Un simile andamento non può che annientare la credibilità di un Paese. E questo ci porta al passo seguente. Se un Paese non è credibile, non lo è nemmeno il suo debito. E come sta il debito pubblico degli Stati Uniti in questo momento? “A metà dell’anno fiscale 2025, il deficit di bilancio degli Stati Uniti è aumentato di 1,3 trilioni di dollari. Quindi siamo arrivati a un tasso annuale di 2,6 trilioni di dollari. Questa cifra si aggira intorno al 9% del Pil. La situazione sta diventando critica”, ha commentato venerdì Jeffrey Gundlach, fondatore di un importante fondo di investimento americano. In parole povere, una prova pessima. Molto peggiore di quella di altri Paesi sviluppati.
Il disavanzo pubblico della Germania è stimato alll’1,75% del Pil nel 2025, con una riduzione rispetto agli anni precedenti grazie a misure fiscali e stabilizzazione della spesa pubblica. Quello della Francia al 5% del Pil, con un piano di consolidamento fiscale che include tagli alla spesa e aumenti delle tasse. Questo, al netto della previsione sul debito pubblico che dovrebbe raggiungere il 114,7% del Pil. Per l’Italia il deficit è previsto al 3,4% del Pil, con una riduzione significativa rispetto agli anni precedenti. Per il Giappone siamo a circa l’1,1% del Pil. Ora, deficit e disavanzo pubblico Usa sono esattamente il centro di tutta questa vicenda. Cerchiamo di capire la situazione della finanza federale americana e cosa può essersi aggirato nella testa di chi ha generato la “strategia” dei dazi dell’Amministratore Trump.
Negli ultimi anni, la spesa pubblica è cresciuta in modo significativo, in particolare, in ragione di voci di Bilancio come la previdenza sociale e i sussidi per disoccupati e veterani (insieme a difesa e interessi sul debito), che rappresentano circa il 66% della spesa complessiva. E che Trump sta cercando di tagliare selvaggiamente: a questo, di fatto, serve il famigerato Dipartimento per l’Efficienza del Governo guidato da Elon Musk. A questi elementi si sommano le politiche fiscali degli ultimi decenni, a partire dalle riduzioni delle aliquote per i più ricchi e le imprese – attuate in particolare sotto le Amministrazioni Bush e Trump 1 – che hanno fortemente ridotto le entrate. Sul piano strutturale, gli Stati Uniti registrano un deficit di bilancio quasi ogni anno da decenni, causa di un debito pubblico crescente.

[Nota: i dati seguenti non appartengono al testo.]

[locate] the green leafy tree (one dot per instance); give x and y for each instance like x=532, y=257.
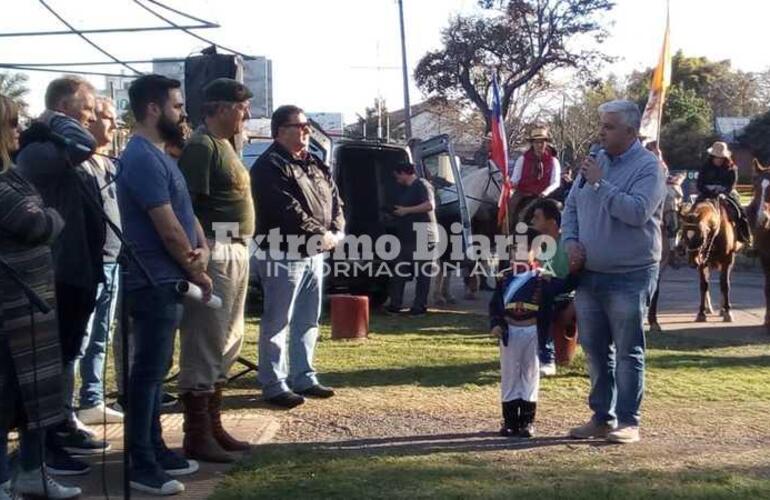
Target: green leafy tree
x=14, y=85
x=755, y=137
x=576, y=126
x=515, y=40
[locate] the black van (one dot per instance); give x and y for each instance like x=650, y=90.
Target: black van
x=363, y=171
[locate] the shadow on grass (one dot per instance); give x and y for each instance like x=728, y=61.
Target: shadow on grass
x=455, y=466
x=676, y=361
x=453, y=375
x=696, y=338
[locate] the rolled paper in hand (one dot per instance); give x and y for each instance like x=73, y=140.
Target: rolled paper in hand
x=193, y=291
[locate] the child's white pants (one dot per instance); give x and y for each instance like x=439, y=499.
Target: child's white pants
x=519, y=364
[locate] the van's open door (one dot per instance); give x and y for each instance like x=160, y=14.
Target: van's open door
x=436, y=161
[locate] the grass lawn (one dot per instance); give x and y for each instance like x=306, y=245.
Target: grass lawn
x=417, y=412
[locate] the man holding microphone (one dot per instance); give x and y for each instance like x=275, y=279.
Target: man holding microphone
x=611, y=227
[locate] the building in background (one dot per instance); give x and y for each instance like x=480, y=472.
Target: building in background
x=729, y=129
x=257, y=76
x=331, y=123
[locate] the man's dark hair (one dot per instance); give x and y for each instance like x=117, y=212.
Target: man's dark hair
x=149, y=89
x=404, y=168
x=550, y=209
x=64, y=87
x=281, y=117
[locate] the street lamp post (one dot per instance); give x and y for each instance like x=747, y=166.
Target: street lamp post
x=407, y=107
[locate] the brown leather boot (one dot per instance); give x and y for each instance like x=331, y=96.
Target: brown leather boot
x=199, y=442
x=225, y=440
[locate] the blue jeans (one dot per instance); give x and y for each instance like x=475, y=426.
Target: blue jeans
x=29, y=452
x=292, y=307
x=610, y=317
x=98, y=335
x=155, y=315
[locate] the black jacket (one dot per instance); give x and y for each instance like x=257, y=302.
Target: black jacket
x=77, y=253
x=298, y=197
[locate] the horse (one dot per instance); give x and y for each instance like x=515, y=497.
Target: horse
x=670, y=230
x=759, y=217
x=482, y=186
x=710, y=241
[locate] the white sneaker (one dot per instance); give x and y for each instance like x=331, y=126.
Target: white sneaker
x=548, y=370
x=32, y=483
x=6, y=493
x=99, y=414
x=624, y=434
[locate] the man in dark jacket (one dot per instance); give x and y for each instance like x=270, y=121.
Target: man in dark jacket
x=296, y=199
x=68, y=186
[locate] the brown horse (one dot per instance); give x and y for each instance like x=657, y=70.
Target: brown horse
x=670, y=229
x=710, y=241
x=759, y=216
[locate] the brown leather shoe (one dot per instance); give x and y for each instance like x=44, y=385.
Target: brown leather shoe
x=225, y=440
x=199, y=442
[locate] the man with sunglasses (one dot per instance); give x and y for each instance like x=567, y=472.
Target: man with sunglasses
x=299, y=216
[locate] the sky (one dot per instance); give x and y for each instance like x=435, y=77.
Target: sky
x=338, y=55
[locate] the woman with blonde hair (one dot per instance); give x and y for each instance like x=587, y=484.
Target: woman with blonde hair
x=30, y=352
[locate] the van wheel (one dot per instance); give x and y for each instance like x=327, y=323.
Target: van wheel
x=377, y=298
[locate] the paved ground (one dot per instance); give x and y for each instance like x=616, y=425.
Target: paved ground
x=678, y=307
x=678, y=303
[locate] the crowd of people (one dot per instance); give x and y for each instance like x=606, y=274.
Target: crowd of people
x=67, y=212
x=189, y=208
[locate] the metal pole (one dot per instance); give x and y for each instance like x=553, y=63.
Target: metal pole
x=407, y=107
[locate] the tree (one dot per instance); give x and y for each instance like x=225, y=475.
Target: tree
x=727, y=92
x=14, y=85
x=755, y=137
x=515, y=40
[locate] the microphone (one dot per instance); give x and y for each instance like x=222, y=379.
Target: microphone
x=193, y=291
x=40, y=132
x=593, y=153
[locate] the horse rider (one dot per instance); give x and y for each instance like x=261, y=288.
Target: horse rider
x=536, y=173
x=718, y=177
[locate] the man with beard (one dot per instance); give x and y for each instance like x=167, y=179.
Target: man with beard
x=66, y=183
x=158, y=219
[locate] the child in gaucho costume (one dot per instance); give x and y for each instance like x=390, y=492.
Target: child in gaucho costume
x=519, y=311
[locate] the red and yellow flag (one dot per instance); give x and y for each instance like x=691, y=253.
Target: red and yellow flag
x=661, y=79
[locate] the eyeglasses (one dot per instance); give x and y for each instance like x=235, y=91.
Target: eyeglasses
x=302, y=125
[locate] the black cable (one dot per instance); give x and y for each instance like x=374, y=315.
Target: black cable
x=88, y=40
x=183, y=14
x=189, y=32
x=33, y=333
x=112, y=290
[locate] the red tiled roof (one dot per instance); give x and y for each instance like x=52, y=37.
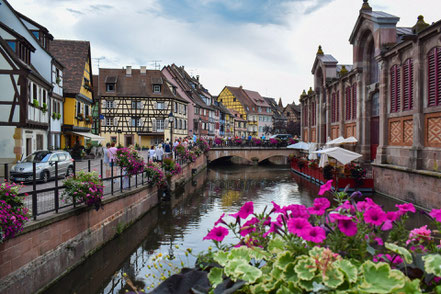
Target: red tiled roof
x=73, y=55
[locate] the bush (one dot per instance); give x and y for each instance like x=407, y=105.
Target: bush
x=13, y=213
x=84, y=187
x=352, y=247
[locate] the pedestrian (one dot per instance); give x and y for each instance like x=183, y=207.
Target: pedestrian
x=152, y=154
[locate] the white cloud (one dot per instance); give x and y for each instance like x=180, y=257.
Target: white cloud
x=275, y=60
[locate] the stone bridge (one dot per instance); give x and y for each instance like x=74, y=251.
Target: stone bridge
x=253, y=154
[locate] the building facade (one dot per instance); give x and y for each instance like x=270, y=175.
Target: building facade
x=140, y=107
x=389, y=99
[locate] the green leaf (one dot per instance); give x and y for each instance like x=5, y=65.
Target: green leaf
x=242, y=253
x=215, y=276
x=333, y=278
x=411, y=287
x=432, y=264
x=248, y=273
x=349, y=270
x=379, y=278
x=276, y=245
x=401, y=251
x=221, y=257
x=305, y=268
x=283, y=260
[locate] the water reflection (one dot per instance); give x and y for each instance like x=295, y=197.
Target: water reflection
x=184, y=221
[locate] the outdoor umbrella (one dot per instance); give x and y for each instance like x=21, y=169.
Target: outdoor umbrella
x=299, y=145
x=341, y=155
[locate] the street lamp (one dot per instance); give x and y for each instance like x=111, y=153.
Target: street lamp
x=170, y=120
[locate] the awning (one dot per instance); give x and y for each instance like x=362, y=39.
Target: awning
x=342, y=155
x=91, y=136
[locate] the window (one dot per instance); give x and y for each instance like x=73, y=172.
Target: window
x=348, y=103
x=159, y=125
x=13, y=45
x=395, y=88
x=110, y=87
x=434, y=76
x=354, y=101
x=408, y=84
x=156, y=89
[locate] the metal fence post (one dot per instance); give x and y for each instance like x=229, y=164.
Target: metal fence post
x=6, y=172
x=34, y=190
x=57, y=204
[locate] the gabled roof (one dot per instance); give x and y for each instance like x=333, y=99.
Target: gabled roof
x=136, y=85
x=73, y=55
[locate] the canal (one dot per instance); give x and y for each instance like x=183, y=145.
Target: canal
x=181, y=223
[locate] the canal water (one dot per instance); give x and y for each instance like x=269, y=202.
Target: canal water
x=181, y=223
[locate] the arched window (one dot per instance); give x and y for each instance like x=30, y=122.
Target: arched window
x=354, y=101
x=348, y=103
x=395, y=87
x=434, y=77
x=408, y=84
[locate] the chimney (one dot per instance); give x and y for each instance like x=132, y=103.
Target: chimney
x=143, y=70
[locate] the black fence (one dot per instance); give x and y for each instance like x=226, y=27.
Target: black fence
x=43, y=198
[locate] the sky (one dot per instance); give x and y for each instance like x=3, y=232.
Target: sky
x=264, y=45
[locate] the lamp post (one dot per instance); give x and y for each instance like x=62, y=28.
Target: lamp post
x=170, y=120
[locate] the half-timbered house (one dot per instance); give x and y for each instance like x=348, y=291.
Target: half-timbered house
x=77, y=90
x=25, y=81
x=140, y=106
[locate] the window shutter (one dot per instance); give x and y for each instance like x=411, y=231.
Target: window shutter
x=408, y=84
x=354, y=101
x=433, y=76
x=338, y=106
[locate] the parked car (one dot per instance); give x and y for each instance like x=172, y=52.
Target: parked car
x=45, y=166
x=283, y=137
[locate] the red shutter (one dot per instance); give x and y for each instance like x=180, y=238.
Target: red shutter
x=432, y=68
x=338, y=105
x=333, y=107
x=408, y=85
x=348, y=103
x=354, y=101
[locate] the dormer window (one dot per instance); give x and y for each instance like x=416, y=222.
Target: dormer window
x=110, y=87
x=156, y=89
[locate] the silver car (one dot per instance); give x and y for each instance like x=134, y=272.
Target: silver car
x=45, y=166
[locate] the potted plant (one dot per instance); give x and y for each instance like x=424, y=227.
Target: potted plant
x=84, y=187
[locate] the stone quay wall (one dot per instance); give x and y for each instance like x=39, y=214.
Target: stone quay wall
x=420, y=187
x=49, y=248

Sommiamo questi elementi e scopriamo quella che è, probabilmente, la brillantissima idea alla base dei dazi di Trump: far pagare il debito pubblico ai consumatori americani, fingendo che lo paghino i Paesi che esportano negli Usa. Con buona pace degli elettori che hanno creduto alla favola del Make America Great Again.
In poche settimane a diventare davvero grandi sono state l’incertezza, le previsioni sul deficit, la sfiducia dei partner in un Paese che sta incenerendo allegramente la propria credibilità. Ora la paura è la merce più globalizzata del mondo. Un bel risultato. In attesa della prossima alzata d’ingegno del presidente e della sua bizzarra brigata.